Ca roule vite. Tellement vite qu'on rate la sortie pour Chartres où nous devons faire escale. Résultat : on est déjà à Orléans, une heure de retard dans la tronche. Quand nous nous sommes aperçu de notre erreur, "ah les gros cons" fut sans doute la phrase la plus prononcée jusqu'à ce qu'on arrive enfin à Chartres. 
Là on récupère selecta Lex, Jo, et du matériel (platines et autre). Coffre blindé, équipe au complet (une fine équipe, très prometteuse sur le papier : Jo, Ieuth, Pir's, Lex et moi même Moïse) et nous voilà, aux alentours de 15h30 en partance pour Lorient, avec une hantise nouvelle : ne pas louper la bonne sortie le moment venu ! Ces voyages en bagnole, toujours un peu soucieux, ont malgré tout bien souvent un goût de vacances et de moments cultes potentiels. Celui ci ne déroge pas.
Dans l'espace confiné de la Pir's mobile, sans musique, sans rien pour nous occuper, avec l'interdiction de dormir, solidarité oblige, (on vit ensemble, on meurt ensemble), c'est une des règles d'or des voyages en voiture (règle non respectée par Lex qui piquait volontiers du nez), dénuement total donc, plus qu'une chose à faire, raconter des conneries aussi énormes que nous, art de vivre sous-estimé dont nous sommes les plus talentueux représentants. Et il faut bien dire que sans Jo, le voyage n'aurait pas été le même. Grâce à ses imitations inspirées et hilarantes de Philippe Bouvard et Jean-Marie Le Pen (un must) nous n'avons pas vu passer les heures. Je serais néanmoins bien incapable de retranscrire ici l'ambiance de délirium qui régnait dans la voiture, mélange de rigolade et de nervosité (le concert approche!). Ah, détail important, nous avons fini par réussir à faire marcher le lecteur de cd de la voiture. Au menu : Snoop, UGK, Fun Lovin'Criminals. 

Arrivée à Lorient, vers 20h. Nous retrouvons les autres membres du crew, qui sera ce soir quasi au grand complet, au bar "L'avenue 56". 

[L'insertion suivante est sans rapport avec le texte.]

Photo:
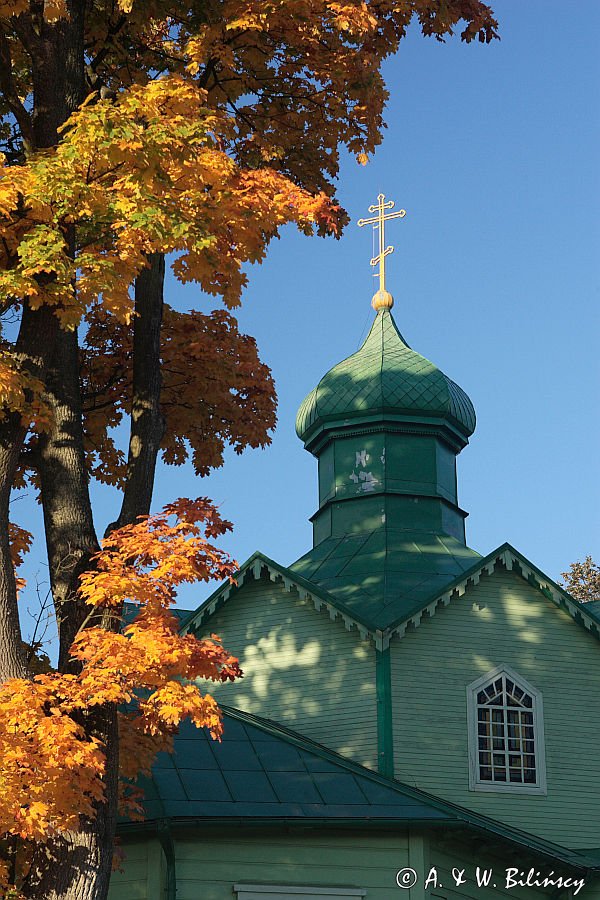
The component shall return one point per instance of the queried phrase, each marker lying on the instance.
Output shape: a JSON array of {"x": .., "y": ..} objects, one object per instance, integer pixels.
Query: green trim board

D'aucun prédisent un flop. Pour cause principalement de gros concerts reggae dans les environs (Tonton David etc...). Wait and see. 
L'arrière salle du bar sera notre scène et notre dancefloor. Un peu froide avec ses murs blancs, il n'y a plus qu'à espérer qu'elle se remplisse un peu. 
Une galette complète (oeuf-jambon-fromage), offerte par le bar pour chacun, dans le ventre et on va pouvoir commencer. Il doit être peu après 21h. 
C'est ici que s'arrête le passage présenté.